Uitspraak
9 april 2018, 17/3402 (aangevallen uitspraak)
Centrale Raad van Beroep
In deze zaak, behandeld door de Centrale Raad van Beroep op 6 september 2018, is het hoger beroep ingesteld door de Raad van bestuur van het Uitvoeringsinstituut werknemersverzekeringen tegen een uitspraak van de rechtbank Zeeland-West-Brabant van 9 april 2018. De zaak betreft een verzoek om proceskostenvergoeding na intrekking van het hoger beroep door de appellant. De appellant heeft op 28 juni 2018 het hoger beroep ingetrokken, waarna de advocaat van de betrokkene, mr. B.J. van de Wijnckel, verzocht heeft om de appellant te veroordelen in de proceskosten. De appellant heeft hierop een verweerschrift ingediend. Gezien artikel 8:57 van de Algemene wet bestuursrecht (Awb) is het onderzoek ter zitting achterwege gelaten en is het onderzoek gesloten.

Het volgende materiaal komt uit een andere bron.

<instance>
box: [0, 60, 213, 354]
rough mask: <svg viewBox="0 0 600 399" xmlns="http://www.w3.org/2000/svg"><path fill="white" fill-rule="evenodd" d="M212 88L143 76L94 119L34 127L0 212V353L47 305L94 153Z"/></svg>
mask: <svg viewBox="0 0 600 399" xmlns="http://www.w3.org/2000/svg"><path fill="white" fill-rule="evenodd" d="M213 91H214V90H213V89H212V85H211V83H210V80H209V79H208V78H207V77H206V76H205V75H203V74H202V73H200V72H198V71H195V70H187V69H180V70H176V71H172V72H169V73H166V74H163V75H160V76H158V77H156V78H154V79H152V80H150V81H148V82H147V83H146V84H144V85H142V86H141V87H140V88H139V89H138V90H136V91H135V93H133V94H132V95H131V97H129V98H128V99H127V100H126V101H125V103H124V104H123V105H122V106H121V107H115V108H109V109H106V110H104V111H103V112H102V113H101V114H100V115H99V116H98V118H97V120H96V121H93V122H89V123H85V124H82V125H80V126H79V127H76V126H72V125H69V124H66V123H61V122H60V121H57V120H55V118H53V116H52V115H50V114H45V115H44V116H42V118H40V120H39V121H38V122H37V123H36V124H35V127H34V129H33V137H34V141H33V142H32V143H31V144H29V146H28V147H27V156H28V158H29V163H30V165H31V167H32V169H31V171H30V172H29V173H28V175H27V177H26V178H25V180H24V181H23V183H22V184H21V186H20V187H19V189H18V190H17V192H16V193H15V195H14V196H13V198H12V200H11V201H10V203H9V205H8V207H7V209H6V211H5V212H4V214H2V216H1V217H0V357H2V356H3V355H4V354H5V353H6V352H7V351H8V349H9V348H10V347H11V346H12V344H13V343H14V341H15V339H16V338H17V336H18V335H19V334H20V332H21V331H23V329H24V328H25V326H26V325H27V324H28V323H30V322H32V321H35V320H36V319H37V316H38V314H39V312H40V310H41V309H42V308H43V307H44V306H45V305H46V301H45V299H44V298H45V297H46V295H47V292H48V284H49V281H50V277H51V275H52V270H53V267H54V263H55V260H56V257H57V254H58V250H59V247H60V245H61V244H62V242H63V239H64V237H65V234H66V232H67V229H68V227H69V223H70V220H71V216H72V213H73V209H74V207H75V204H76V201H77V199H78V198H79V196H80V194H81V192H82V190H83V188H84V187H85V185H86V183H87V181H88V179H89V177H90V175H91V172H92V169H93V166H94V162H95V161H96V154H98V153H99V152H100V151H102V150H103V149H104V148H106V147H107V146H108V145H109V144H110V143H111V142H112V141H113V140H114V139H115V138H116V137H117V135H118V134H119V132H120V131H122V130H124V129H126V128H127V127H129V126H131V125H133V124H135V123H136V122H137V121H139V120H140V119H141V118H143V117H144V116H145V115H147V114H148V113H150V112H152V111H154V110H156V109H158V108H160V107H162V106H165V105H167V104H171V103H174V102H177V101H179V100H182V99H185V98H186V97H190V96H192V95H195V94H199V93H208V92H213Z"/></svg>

De Centrale Raad van Beroep overweegt dat volgens artikel 8:118, eerste lid, van de Awb, in geval van intrekking van het hoger beroep door het bestuursorgaan, het bestuursorgaan op verzoek van een partij kan worden veroordeeld in de proceskosten. De Raad stelt vast dat de rechtbank in eerste aanleg al een veroordeling in de proceskosten heeft uitgesproken. De Raad concludeert dat er in deze procedure geen kosten zijn gemaakt die voor vergoeding in aanmerking komen, aangezien de gemachtigde van de betrokkene geen proceshandelingen heeft verricht die voor vergoeding in aanmerking komen.
Uiteindelijk wijst de Centrale Raad van Beroep het verzoek om proceskostenvergoeding af. Deze uitspraak is gedaan door J.P.M. Zeijen, in tegenwoordigheid van L.R. Carlier als griffier, en is openbaar uitgesproken op 6 september 2018.